Cualquier escritor que deja sobres cerrados que no deberán abrirse hasta mucho después de su muerte está convencido de su tremenda importancia, y eso suele corroborarlo la apertura de los dichosos y decepcionantes sobres al cabo de la paciente espera. En el caso de Mann y sus diarios, lo más llamativo es que todo lo que le ocurría le parecía sin duda digno de ser registrado, desde la hora a que se levantaba hasta el tiempo que hacía, pasando por lo que leía y sobre todo lo que escribía. Acerca de tales cosas rara vez, sin embargo, hace alguna reflexión sagaz, de modo que más parecen los diarios de alguien dispuesto a facilitar a la posteridad la minuciosa reconstrucción de sus incomparables jornadas que los de alguien interesado en relatar hechos secretos o verter opiniones privadamente.
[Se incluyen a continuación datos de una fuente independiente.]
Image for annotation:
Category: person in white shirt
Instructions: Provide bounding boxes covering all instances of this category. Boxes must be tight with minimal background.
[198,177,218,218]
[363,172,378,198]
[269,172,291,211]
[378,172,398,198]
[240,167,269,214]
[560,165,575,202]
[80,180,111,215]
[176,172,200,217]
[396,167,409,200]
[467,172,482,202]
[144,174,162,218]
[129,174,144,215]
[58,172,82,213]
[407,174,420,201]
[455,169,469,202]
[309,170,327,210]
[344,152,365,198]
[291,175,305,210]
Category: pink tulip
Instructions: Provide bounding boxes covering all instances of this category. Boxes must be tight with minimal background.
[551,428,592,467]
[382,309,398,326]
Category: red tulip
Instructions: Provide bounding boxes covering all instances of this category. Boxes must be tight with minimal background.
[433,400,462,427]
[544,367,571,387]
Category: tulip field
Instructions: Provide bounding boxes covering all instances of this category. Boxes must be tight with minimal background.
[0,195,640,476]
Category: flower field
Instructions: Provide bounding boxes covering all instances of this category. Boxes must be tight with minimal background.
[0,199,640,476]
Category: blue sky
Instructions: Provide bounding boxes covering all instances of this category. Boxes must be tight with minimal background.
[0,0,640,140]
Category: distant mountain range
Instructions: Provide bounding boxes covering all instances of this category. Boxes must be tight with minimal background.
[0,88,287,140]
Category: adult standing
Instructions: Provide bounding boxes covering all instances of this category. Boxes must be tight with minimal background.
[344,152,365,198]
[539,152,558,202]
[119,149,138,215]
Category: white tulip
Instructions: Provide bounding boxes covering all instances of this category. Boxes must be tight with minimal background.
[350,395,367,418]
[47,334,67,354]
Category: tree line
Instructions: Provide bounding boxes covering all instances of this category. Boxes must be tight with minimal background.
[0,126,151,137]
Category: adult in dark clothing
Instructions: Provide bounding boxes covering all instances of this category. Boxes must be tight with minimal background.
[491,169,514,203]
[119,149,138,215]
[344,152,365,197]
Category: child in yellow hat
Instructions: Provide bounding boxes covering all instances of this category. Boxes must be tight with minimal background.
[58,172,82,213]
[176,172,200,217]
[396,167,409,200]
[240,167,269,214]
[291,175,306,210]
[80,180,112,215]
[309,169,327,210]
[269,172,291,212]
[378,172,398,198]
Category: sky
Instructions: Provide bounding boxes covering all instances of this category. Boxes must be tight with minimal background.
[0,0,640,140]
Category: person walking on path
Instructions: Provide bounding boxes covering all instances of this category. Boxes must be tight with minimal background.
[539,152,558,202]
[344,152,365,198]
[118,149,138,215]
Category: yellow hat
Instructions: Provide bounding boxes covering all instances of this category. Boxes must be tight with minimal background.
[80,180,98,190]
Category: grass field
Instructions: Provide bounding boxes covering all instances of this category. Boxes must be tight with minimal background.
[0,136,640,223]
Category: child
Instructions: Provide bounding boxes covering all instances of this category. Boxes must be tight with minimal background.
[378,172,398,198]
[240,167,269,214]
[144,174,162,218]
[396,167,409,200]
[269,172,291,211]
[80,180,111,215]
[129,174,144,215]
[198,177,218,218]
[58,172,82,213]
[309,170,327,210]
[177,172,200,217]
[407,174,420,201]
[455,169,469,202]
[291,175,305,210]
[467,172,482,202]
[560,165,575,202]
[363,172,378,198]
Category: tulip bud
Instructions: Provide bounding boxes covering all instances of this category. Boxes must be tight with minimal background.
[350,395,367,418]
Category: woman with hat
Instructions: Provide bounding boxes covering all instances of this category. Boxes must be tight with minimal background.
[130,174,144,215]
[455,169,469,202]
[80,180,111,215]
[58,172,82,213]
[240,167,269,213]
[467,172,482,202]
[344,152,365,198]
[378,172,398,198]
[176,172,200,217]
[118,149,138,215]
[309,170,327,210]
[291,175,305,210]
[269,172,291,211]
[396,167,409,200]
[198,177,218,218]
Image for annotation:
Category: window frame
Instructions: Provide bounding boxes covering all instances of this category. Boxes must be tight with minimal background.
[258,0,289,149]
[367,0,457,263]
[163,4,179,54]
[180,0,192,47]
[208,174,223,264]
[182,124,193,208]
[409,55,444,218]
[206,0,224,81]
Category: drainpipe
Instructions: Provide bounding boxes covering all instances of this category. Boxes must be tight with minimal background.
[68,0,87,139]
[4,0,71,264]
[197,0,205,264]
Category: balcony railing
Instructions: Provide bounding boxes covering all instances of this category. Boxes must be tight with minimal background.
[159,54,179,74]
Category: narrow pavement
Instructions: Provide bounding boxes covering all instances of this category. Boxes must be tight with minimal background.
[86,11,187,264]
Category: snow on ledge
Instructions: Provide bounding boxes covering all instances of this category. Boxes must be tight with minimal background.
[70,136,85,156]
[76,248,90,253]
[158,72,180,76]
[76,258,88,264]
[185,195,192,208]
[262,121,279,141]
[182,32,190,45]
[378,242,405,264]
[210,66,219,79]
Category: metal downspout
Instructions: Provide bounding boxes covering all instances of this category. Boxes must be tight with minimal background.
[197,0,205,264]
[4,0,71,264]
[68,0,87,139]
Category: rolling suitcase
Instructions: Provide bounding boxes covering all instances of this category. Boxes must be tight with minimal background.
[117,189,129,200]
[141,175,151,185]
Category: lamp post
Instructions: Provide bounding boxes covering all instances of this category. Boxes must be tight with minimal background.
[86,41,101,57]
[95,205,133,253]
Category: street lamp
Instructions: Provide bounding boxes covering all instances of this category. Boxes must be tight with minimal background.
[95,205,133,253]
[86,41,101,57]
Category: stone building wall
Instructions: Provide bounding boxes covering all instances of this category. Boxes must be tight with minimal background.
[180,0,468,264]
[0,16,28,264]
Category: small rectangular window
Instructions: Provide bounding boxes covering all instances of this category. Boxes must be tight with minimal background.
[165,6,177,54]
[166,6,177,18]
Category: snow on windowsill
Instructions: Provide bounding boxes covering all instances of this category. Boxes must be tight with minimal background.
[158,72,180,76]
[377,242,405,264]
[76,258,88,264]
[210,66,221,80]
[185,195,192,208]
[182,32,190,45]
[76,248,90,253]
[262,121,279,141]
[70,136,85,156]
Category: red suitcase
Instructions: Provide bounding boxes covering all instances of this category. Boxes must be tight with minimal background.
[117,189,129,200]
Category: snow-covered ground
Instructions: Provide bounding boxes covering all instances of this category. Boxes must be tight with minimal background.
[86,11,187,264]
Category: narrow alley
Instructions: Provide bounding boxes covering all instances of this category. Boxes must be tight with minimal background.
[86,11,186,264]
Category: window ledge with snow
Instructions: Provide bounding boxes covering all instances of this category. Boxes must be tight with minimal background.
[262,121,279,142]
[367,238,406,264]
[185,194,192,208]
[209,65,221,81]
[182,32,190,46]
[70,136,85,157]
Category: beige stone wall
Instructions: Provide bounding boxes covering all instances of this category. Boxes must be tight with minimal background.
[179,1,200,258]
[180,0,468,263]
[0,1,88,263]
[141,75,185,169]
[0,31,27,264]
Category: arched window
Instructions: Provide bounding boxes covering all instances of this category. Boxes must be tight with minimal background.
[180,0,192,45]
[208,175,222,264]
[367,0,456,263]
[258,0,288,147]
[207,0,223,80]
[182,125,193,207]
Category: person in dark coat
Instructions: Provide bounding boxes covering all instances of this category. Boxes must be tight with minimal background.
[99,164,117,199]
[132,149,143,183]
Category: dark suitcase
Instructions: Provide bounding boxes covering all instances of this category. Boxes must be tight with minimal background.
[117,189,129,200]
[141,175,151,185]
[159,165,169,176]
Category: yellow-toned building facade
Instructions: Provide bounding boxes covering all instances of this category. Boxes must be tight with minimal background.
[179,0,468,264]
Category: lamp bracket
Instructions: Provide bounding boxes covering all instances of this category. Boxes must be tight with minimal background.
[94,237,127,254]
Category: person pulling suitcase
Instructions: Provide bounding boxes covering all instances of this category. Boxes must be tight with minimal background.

Dan la impresión de que Mann pensaba en un futuro estudioso que exclamaría tras cada entrada: «¡Caramba, caramba, así que el Mago escribió aquel día tal página de El elegido y a la noche leyó versos de Heine, cuán revelador es esto!». Más difícil resulta quizá prever la posible revelación y asombro que provocarían los insistentes informes sobre sus evoluciones estomacales: «Indispuesto; dolores de cintura causados por el colon y el estómago», anota un día de 1918. «Ligeros dolores abdominales», considera oportuno destacar en 1919, y el mismo año precisa: «Pude hacer mis necesidades después del desayuno». En 1921 las cosas no han mejorado, pero son igualmente dignas de reseñarse: «En la noche, taquicardia y retortijones de estómago», o bien: «Indisposición, irritación intestinal». Más adelante, en 1933, Mann sigue obsesionado, y con razón: «Desayuné en la cama. Propensión a la diarrea». No es de extrañar que un año después se queje: «Me duelen los intestinos», ni que en 1937 tenga la suficiente lucidez para reconocer: «Tengo el estómago sucio», para añadir: «Tuve dificultades al tragar la comida, que tuvo que ser pasada por el colador». En 1939 se han invertido las tornas, por lo que le parece juicioso señalarlo: «Estreñimiento». Menos mal que un año antes, en 1938, nos encontramos con un apunte más variado, aunque no menos asqueroso: «Pasé largo rato sin la dentadura postiza. Padecimientos».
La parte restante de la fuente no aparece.